The front page of the Hadhramaut People’s Voice chronicled Akram Abdullah, a farmer and father to fifteen-year-old Amirra. About a month ago, Abdullah had woken to find his right arm, from the elbow down, turned into a dog’s paw. He’d hidden the paw. Weeks later, he’d gotten his son to chop it off, so that he could claim he’d lost it in an accident. He’d barely survived the amateur amputation. The next day, he’d woken in the hospital. His left arm, from the elbow down, had become a dog’s paw.

They slowed. Rude houses of cement and dirty stucco squatted over broken pavement, wind-scoured cars and quick, flinching dogs with dangling teats. Perry affected Lewis’ calm. At the end of a dirt laneway, they settled in front of a one-storey cinderblock house with a cement roof. Perry sprung into the hot air. The driver hopped out to open the door for Lewis. He smoothed his shirt, walked to the door, and rapped sharply on the metal. It cracked open, revealing a sad, middle-aged face nestled in a slate-grey hijab. Lewis held up his embassy identification. It dangled between them, rotating. Lewis spoke in Arabic.

“I’ve come from the embassy in Sayhad to speak with your husband, ma’am. May we come in?”

A stricken look darkened her expression. She’d likely spent the last days turning away journalists and had probably never expected her husband’s shame to attract diplomats. Lewis’ stance and expression softened. His posture curved, descending from authority and status to empathy. Brilliant.

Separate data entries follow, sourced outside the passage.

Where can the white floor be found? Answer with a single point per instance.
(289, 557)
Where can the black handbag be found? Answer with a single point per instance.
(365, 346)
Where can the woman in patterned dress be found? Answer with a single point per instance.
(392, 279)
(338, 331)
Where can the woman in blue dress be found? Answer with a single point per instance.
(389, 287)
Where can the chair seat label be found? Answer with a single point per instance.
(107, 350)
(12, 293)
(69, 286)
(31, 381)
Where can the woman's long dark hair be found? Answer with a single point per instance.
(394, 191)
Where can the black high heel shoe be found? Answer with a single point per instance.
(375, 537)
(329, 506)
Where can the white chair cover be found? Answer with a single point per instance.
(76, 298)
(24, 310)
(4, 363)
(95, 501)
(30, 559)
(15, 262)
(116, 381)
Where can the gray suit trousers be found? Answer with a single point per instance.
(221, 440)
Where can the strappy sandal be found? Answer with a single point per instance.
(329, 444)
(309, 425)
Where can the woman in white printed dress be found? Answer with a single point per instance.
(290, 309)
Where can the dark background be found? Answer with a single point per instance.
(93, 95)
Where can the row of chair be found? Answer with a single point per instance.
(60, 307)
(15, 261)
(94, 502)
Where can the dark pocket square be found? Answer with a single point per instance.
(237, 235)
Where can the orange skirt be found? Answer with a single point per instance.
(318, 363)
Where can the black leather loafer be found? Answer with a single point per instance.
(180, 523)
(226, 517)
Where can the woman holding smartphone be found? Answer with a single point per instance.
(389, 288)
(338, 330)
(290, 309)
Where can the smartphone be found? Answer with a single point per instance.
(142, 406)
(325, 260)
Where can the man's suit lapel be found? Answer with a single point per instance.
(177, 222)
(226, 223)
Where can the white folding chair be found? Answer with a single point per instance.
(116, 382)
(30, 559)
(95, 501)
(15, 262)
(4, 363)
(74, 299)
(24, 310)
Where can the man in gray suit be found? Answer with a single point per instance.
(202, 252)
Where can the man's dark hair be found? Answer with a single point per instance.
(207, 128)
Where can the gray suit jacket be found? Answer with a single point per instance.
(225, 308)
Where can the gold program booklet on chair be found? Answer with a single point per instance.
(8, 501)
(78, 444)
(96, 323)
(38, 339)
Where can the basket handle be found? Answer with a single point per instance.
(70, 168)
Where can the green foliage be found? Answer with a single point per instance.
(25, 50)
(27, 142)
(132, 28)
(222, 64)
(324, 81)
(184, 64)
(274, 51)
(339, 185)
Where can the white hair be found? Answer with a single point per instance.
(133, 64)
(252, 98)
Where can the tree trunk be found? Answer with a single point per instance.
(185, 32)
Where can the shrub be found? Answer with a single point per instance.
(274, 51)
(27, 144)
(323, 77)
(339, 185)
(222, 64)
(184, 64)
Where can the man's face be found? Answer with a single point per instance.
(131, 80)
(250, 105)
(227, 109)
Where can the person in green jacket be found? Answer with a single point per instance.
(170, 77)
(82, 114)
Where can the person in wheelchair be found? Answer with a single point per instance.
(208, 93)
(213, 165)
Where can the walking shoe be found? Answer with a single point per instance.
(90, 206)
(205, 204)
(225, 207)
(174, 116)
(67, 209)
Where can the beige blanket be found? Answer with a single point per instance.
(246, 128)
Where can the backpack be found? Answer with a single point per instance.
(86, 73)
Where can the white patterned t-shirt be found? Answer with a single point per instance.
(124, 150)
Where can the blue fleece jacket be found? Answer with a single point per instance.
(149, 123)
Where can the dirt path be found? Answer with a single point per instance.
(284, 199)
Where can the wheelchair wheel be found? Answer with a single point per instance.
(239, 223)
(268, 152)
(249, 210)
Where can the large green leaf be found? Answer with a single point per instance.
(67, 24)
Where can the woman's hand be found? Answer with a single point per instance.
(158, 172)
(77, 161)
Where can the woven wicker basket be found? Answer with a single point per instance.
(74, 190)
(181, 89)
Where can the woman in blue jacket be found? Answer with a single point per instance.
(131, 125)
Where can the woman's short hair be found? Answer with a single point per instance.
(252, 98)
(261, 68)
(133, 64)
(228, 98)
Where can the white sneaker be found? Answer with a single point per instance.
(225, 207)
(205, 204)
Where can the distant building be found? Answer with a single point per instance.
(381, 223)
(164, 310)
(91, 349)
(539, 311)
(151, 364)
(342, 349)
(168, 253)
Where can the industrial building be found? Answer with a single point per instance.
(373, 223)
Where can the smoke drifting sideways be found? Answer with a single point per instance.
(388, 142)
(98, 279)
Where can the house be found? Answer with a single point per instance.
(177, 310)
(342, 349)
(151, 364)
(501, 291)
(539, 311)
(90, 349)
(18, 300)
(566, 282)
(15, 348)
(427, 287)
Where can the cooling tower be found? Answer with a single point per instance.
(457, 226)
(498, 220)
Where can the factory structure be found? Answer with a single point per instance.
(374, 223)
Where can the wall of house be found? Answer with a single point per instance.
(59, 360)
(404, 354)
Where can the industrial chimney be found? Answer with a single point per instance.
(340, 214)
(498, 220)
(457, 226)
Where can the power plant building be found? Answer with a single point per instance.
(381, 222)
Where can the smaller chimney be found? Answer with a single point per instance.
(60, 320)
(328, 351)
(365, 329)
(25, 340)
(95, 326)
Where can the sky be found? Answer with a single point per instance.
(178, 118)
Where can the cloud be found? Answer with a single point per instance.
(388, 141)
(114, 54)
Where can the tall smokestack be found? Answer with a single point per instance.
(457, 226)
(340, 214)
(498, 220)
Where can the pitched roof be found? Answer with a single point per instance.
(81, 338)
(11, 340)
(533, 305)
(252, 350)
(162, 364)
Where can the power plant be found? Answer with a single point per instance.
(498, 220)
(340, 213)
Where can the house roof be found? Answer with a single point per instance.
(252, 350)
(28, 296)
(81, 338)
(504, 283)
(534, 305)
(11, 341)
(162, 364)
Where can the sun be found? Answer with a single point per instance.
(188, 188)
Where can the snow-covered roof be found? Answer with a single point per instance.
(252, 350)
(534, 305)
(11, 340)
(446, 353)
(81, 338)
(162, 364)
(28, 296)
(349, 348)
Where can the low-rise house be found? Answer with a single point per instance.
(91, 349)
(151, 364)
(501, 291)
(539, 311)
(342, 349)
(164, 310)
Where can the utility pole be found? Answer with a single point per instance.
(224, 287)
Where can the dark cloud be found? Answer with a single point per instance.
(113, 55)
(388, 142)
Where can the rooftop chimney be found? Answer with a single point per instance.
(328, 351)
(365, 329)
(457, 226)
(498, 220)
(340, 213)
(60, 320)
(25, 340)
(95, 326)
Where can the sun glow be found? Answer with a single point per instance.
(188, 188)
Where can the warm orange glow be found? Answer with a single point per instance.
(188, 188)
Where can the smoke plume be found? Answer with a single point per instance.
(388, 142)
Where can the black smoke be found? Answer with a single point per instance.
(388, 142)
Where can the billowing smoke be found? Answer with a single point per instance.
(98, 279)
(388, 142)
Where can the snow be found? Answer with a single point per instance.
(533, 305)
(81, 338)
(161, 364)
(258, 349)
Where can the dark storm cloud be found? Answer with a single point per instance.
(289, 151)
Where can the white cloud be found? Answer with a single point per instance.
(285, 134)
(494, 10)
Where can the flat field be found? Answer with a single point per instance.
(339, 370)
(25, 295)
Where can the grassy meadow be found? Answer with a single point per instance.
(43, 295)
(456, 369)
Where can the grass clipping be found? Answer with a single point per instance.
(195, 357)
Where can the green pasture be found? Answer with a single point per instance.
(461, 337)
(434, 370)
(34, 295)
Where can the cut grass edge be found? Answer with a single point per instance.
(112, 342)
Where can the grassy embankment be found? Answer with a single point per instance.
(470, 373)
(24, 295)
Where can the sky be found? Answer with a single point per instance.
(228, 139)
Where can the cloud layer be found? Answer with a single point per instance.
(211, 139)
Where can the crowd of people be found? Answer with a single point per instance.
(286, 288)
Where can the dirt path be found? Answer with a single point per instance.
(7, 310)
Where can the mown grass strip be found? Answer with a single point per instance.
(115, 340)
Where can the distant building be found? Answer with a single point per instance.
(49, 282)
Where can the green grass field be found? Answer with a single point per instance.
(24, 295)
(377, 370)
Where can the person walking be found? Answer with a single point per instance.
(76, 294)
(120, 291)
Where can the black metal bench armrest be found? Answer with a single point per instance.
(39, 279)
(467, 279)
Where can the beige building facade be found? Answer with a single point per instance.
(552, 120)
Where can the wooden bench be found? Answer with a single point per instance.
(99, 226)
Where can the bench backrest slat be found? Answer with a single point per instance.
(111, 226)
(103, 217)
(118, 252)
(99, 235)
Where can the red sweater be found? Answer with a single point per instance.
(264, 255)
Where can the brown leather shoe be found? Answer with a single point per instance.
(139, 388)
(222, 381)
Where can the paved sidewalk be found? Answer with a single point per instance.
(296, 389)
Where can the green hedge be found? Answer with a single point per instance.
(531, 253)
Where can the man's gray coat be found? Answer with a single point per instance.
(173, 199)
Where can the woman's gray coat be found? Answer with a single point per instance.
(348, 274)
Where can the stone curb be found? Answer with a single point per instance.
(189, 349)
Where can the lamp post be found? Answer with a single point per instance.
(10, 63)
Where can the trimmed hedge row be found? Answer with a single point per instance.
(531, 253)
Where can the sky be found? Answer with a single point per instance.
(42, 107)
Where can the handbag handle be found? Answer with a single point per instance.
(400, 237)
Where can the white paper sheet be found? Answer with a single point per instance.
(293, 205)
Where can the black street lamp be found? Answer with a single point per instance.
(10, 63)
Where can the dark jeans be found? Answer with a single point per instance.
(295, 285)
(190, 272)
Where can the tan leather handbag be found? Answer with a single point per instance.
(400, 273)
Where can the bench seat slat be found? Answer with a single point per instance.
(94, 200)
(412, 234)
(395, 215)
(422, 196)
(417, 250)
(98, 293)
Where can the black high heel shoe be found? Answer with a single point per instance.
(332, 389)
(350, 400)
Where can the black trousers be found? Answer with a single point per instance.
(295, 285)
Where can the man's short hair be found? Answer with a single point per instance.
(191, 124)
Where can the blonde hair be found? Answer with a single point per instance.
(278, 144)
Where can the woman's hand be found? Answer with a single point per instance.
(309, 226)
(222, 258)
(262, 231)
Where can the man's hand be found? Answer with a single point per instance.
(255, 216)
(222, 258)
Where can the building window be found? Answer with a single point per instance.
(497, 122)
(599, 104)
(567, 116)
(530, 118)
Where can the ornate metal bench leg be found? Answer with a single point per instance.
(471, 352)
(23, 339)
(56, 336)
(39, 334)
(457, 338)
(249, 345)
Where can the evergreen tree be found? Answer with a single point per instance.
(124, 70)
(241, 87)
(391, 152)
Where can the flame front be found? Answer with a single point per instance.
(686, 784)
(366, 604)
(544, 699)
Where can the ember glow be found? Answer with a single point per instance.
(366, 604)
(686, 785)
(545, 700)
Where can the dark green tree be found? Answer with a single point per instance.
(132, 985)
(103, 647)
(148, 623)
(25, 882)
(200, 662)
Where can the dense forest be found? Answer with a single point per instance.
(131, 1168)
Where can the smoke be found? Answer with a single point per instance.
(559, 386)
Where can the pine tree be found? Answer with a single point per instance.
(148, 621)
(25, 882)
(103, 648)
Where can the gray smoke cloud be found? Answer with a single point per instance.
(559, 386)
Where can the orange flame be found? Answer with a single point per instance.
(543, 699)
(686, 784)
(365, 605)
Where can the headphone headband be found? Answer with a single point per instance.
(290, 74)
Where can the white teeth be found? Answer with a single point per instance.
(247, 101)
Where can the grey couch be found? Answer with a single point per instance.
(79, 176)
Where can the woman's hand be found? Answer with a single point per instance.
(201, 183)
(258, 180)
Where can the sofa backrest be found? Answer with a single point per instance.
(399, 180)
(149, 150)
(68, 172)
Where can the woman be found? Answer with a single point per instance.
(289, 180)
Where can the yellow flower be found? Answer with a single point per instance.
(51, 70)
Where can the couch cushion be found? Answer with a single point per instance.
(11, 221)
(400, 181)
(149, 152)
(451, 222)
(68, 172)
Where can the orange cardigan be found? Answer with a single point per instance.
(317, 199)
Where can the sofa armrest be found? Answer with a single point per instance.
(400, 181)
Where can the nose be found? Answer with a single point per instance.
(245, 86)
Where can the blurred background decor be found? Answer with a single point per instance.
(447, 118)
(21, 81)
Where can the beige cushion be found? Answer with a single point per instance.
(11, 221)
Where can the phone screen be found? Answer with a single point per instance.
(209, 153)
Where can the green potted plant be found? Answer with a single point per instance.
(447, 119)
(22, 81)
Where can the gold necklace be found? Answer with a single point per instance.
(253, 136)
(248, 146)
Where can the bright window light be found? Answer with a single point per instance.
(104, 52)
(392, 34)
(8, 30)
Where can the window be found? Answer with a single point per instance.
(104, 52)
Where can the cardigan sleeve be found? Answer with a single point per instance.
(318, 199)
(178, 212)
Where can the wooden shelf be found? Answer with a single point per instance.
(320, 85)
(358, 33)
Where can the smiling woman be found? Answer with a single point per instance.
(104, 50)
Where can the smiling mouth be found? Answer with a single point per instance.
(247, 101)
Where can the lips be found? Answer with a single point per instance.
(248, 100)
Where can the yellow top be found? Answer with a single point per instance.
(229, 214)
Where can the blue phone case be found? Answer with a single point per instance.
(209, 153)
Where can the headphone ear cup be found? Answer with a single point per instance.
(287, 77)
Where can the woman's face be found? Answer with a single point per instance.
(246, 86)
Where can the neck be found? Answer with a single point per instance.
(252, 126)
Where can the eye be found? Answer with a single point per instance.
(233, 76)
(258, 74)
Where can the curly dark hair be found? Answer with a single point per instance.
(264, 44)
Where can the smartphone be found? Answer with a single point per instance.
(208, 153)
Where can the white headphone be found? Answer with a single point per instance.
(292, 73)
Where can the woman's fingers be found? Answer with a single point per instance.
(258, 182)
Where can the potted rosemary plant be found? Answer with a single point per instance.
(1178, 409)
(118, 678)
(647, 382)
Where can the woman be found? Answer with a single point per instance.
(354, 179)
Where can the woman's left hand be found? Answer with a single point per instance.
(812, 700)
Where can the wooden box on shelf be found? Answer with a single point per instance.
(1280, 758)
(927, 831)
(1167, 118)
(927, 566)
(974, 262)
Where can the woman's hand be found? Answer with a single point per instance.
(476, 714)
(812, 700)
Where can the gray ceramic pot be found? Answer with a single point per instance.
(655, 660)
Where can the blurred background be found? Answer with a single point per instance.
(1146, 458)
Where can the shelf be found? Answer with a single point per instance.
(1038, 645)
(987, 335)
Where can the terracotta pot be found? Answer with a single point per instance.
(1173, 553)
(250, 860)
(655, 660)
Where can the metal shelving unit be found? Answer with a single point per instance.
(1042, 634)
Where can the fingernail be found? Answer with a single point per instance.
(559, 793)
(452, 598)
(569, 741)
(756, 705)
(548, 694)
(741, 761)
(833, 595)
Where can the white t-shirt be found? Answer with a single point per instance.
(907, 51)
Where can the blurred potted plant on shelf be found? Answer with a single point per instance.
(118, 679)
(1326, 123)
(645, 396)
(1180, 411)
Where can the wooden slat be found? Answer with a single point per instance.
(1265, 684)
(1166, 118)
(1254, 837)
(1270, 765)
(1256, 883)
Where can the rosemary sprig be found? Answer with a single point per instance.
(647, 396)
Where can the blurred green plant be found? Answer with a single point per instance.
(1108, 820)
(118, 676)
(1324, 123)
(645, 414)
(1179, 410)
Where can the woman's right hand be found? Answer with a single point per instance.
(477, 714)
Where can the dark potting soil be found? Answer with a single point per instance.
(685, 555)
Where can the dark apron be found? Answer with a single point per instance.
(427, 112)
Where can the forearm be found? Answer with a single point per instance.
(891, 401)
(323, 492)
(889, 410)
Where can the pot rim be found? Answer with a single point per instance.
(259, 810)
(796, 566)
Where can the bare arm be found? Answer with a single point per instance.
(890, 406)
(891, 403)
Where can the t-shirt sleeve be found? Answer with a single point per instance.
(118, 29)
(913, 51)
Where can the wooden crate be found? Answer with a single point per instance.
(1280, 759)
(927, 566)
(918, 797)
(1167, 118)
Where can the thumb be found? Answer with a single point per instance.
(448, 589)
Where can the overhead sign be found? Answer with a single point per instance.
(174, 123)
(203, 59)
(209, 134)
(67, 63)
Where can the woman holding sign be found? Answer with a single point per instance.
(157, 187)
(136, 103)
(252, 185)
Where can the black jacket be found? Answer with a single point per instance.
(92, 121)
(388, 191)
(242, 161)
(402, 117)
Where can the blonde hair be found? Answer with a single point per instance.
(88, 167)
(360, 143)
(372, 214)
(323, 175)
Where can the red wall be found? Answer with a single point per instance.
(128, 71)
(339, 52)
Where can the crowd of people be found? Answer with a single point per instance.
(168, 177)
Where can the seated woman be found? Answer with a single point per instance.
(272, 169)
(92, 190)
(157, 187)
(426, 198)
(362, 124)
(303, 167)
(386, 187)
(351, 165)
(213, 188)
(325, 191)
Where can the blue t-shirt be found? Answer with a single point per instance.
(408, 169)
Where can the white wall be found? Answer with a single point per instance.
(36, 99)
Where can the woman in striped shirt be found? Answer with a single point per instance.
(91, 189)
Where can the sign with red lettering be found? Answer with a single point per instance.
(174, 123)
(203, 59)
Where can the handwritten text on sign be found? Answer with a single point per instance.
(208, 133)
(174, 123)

“I’m here to help, ma’am,” Lewis said. “This has been a hard time for you. I’m a friend.”

Tears ran suddenly down her rough, rounded cheeks. She wiped them in embarrassment. Her retreat left the doorway free. Lewis stepped in gently. Perry followed. The darkened home smelled of cumin. The door creaked shut, sealing out the day.

Ochre cushions were set on the floor. An unvarnished table bent under a black television. A newscaster spoke silently while Arabic script ran across a bright red line at the bottom of the screen. Closed red curtains soaked the sunlight with a bloody tinge. Mr. Abdullah sat on one of the cushions, staring at the television. His bandaged stump rested on a blanket that covered his knees. His other arm hid beneath the cover. A brass ashtray sat beside him.